MiningWatch Canada is a small organisation dedicated to research and advocacy. Our role, reflected on our web site and in all our published materials, is to ensure that the impacts occasioned by mining can be fully considered by the people who are being affected, and to ensure that policies and practices are adopted by governments and the mining industry to protect the environmental, indigenous rights, workers' rights, human rights, including economic, social, and cultural rights. To this end we commonly work with the mining industry and our Government in multi-stakeholder initiatives.
We respond to requests from assistance from communities and organisations working with them who are affected by Canadian mining operations to provide independent information and to help them communicate with others in similar situations, find technical assistance, and assert their rights. We are not a funding agency; we do not undertake development projects or provide financial support to other organisations or communities, nor have we requested or been given any funding for any work in southern Ecuador.
In the case of southern Ecuador, we have provided independent information, otherwise not available in Canada, have given voice to local people who have expressed concerns about the impacts of mining on the forests and ecosystems, and have tried to make sure that the world knows about the conflicts that the proposed mining development has occasioned.
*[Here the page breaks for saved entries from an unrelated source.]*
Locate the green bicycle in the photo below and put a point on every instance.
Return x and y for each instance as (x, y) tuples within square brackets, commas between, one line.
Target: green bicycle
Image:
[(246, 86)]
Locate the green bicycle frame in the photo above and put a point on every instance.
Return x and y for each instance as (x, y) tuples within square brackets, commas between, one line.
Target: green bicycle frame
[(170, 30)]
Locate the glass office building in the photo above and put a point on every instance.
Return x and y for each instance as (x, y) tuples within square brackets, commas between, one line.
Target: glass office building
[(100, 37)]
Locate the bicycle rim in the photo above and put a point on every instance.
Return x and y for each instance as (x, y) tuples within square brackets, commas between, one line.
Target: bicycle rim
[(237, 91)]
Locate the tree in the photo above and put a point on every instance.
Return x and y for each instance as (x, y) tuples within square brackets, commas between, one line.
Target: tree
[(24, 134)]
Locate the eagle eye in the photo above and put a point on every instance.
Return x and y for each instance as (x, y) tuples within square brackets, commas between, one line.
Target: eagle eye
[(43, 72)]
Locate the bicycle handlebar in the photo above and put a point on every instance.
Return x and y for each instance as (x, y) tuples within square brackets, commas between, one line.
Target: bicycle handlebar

Mining has short-term benefits and very long-term impacts and risks that need to be carefully evaluated by the communities that will be affected by them. Because mining frequently entails serious environmental and social costs, we believe that affected communities and peoples have the right to Free Prior Informed
Consent - the right to make their own decisions regarding development projects, free of coercion. We know how desperate indigenous communities are for capital and knowledge that will help them feed their people and develop strong economies. However, you should be aware that there is a world-wide debate about whether mining has the ability to facilitate this.
In fact, most research - including findings from the World Bank Extractive Industries Review (2003) - leads to the conclusion that mining-dependent regions are poorer than regions without mining, and that mining creates poverty for local communities in the long term, rather than long-term prosperity. We have investigated this in some detail, and our research can be found in "No Rock Unturned", unfortunately available only in English.
The Shuar people have clearly not profited to date from petroleum development, as they still live in desperate poverty. Why should they expect that mining will be different?
Our role as a critical mining industry analyst does not mean that we are opposed to all mining projects - only those that impose an unacceptable and unjustifiable cost to the environment, human rights, and the economic, social, and cultural well-being of the affected communities, including taking advantage of and/or exacerbating conflict of any kind. We will continue to conduct research, provide uncompromised and constructive criticism of the mining industry, and stand in solidarity with communities affected by mining, Aboriginal and non-Aboriginal alike.
Once again, I would welcome the opportunity to address your misapprehensions directly.